Santos said that the government is determined to change the current labor market realities which he considers “disturbing” due to the high rate of unemployment and lack of formality.
“Almost 60% of workers in Colombia are not formally linked, that is to say they have no paid vacations do not receive bonuses, severance pay, health care, pensions and are not members of family compensation fund,” Santos said.
As part of a plan to combat unemployment, the government will offer tax deductions for companies that hire youths, elder people, and the alter-abled or people in a state of vulnerability.

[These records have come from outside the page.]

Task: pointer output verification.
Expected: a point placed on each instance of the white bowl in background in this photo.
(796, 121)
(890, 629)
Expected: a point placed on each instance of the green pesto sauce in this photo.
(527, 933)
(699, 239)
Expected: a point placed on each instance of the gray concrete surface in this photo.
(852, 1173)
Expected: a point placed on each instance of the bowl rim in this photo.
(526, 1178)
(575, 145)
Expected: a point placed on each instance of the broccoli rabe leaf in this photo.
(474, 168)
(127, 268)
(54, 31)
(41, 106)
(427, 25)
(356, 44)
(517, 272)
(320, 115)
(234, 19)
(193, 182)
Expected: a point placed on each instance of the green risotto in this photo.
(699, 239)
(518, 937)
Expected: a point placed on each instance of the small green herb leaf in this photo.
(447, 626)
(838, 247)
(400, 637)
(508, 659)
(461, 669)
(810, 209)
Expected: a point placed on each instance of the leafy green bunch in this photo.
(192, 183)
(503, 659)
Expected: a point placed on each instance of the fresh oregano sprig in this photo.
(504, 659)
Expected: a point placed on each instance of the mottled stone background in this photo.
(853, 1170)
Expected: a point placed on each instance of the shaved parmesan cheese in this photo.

“Companies can take deductions from their income tax — for two or three years — according to the value of the fiscal contributions that they give to their workers, and a percentage of the health care contributions and pensions,” the president said when presenting the Law for First Employment at a special event at the presidential palace.
Businesses, large and small, can enjoy the incentives if they offer jobs to people who fit the profile outlined in the law. “Young people under 28, women over 40 who don’t have a job contract, women who are heads of the family living in poverty levels 1 and 2, demobilized persons, people with disabilities, persons in situations of displacement, or anyone who earns less than 1.5 times the minimum wage and people who have not had a salary to contribute to social security before,” explained Santos.
The president added that an unemployment rate over 11% is “unacceptable.”
Colombia’s unemployment rate dropped slightly in 2010, ending the year with a 11.8% , 0.2% lower than January of 2009, according to the national statistics department DANE.
In June 2010 the president announced his intent to lower the unemployment rate to 8% primarily by offering tax breaks to employers.